The context: The Gulf monarchies have largely bucked Western pressure to isolate Moscow over Russia’s invasion of Ukraine. Iran, meanwhile, is a crucial supplier of drones and other arms for Putin’s war.


What’s on the agenda?

First, oil. Russia and the wider OPEC+ group of leading producers agreed last week to cut output by more than 2 million barrels daily to prop up prices as concerns about a sluggish global economy weigh on demand for oil. After a muted market reaction, Moscow on Tuesday proposed even more cuts. Saudi Arabia and Russia are the top two producers in the OPEC+ group – for any strategies to have credibility with the market, Putin and Saudi Crown Prince Mohamed bin Salman need to be on the same page.

Second, Ukraine.
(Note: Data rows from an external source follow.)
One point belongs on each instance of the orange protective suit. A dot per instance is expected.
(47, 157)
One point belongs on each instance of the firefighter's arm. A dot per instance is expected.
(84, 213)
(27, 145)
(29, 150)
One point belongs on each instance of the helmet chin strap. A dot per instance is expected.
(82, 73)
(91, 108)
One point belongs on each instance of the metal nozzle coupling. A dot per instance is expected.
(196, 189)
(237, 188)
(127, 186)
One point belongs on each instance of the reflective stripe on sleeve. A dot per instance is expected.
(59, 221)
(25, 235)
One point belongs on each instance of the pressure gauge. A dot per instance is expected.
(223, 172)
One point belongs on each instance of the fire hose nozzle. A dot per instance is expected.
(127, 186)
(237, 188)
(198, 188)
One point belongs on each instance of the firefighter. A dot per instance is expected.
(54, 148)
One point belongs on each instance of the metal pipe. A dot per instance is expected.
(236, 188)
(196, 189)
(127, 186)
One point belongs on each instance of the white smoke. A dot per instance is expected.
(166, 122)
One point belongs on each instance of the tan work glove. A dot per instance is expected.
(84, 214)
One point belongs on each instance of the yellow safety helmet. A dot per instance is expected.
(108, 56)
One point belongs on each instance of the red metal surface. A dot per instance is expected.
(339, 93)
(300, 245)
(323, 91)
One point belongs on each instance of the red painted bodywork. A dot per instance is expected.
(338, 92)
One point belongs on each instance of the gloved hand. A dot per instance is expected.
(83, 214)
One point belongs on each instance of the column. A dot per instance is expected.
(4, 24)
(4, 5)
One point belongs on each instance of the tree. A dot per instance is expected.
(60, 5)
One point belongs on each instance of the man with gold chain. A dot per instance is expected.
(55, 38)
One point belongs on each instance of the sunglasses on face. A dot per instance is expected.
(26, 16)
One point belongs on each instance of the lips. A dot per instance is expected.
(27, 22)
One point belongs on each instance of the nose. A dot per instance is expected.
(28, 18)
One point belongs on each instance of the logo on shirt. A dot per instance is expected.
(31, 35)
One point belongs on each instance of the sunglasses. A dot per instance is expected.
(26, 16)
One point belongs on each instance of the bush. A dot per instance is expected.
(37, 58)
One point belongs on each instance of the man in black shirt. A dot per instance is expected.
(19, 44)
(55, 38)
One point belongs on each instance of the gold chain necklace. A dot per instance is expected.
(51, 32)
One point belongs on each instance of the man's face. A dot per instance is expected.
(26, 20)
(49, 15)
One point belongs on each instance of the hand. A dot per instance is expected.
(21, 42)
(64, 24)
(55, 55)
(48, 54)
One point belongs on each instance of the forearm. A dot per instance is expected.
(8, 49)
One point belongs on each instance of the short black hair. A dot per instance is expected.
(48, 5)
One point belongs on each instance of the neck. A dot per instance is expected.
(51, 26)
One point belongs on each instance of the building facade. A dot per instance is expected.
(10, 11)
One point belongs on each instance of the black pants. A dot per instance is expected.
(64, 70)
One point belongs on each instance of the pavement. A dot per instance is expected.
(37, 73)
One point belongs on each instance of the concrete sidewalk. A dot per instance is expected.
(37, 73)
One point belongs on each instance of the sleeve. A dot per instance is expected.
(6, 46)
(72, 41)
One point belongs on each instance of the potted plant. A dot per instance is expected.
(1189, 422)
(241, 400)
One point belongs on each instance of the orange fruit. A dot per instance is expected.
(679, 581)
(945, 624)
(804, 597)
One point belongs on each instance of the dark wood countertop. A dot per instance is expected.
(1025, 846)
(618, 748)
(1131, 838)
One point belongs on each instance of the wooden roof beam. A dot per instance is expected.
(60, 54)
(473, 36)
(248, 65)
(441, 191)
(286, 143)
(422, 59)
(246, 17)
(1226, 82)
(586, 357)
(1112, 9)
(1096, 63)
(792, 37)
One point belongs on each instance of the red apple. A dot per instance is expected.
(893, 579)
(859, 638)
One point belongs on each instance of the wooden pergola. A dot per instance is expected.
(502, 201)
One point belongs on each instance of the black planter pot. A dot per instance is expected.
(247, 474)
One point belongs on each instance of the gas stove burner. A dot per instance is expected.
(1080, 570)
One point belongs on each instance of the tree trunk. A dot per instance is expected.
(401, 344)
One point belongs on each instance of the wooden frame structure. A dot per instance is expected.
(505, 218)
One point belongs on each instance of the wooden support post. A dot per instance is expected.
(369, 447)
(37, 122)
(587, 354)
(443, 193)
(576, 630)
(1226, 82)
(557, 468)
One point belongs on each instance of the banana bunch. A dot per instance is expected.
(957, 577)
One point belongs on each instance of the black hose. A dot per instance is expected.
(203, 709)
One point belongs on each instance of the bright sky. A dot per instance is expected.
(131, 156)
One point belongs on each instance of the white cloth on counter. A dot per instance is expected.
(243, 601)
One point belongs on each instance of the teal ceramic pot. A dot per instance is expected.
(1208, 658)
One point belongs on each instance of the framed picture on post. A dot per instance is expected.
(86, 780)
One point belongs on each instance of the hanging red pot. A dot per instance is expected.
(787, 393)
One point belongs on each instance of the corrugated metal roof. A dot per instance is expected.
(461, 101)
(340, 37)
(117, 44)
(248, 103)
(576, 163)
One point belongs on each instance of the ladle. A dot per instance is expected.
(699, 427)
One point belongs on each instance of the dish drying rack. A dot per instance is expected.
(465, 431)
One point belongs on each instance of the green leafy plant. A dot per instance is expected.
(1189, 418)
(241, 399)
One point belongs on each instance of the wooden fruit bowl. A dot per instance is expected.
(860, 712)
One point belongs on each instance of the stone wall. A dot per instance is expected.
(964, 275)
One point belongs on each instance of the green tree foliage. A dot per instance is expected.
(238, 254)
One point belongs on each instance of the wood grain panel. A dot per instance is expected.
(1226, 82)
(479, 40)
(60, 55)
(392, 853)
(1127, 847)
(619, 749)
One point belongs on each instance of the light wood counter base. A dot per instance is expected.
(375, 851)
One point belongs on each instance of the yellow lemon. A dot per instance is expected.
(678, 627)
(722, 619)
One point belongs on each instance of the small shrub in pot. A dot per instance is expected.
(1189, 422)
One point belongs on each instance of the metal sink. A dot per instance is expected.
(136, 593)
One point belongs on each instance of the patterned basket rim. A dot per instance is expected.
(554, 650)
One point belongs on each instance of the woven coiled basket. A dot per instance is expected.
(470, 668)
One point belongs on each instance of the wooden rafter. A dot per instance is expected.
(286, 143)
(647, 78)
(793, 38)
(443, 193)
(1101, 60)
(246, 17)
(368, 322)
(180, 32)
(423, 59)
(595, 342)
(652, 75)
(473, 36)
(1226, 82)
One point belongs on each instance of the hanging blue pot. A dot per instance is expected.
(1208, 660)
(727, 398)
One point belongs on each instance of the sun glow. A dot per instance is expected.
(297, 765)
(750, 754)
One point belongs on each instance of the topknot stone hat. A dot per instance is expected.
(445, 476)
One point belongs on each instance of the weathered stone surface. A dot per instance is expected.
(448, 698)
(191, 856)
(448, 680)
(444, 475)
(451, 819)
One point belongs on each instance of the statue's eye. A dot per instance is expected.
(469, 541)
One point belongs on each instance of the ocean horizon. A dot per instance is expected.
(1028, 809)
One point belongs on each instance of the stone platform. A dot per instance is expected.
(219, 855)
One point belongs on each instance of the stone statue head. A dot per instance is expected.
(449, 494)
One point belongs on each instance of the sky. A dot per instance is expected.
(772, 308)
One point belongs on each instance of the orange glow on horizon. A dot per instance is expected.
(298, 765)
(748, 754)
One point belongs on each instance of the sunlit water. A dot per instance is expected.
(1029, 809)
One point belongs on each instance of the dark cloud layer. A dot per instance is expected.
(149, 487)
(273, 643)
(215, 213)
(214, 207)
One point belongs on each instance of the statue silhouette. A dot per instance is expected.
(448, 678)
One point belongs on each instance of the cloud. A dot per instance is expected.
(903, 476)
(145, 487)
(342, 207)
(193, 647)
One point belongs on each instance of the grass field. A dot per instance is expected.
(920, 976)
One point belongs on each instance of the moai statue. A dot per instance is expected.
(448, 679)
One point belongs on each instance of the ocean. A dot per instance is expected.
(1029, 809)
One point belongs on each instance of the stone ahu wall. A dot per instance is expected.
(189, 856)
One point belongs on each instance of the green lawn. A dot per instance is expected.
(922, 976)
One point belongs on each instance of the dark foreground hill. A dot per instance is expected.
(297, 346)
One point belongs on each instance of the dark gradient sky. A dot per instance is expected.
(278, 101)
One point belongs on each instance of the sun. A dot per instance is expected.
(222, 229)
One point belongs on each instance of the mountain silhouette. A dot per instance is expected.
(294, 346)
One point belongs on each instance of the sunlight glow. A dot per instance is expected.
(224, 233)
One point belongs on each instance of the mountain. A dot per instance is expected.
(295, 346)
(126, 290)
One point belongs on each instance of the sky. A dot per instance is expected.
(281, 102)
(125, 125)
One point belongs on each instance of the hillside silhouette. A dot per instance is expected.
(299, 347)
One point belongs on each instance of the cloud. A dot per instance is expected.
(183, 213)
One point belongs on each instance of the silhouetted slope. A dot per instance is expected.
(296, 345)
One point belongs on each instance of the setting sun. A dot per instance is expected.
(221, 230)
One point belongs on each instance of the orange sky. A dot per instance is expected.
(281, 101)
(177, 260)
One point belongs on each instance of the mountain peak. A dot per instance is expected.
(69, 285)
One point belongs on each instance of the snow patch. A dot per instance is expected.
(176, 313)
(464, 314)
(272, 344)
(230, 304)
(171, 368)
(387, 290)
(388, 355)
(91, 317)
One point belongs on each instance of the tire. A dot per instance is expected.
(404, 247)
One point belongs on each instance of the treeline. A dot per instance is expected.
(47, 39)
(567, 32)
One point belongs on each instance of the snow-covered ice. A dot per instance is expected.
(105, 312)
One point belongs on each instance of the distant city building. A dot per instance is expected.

With Western support for Ukraine looking shakier, Putin doubtless wants to lobby Saudi Arabia on his vision of what a settlement might look like. Recall that in August Riyadh hosted a 40-country Ukraine peace summit – and Russia wasn’t invited.

Third, Gaza. As we explained last month, a little Middle East instability suits Putin just fine – it distracts attention from Ukraine, complicates life for the US, and could even open avenues for Russia to heroically mediate, given its ties to both Israel and Hamas.

But with Putin’s forces deeply enmeshed in Syria, a wider regional war that draws in Iran and Syria could be a nightmare for him. As Israel trades crossborder shots with Lebanon-based Hezbollah while US forces see growing tit-for-tats with other Iran-backed militias in the region, Putin will want to understand exactly where the red lines are for Riyadh and Tehran.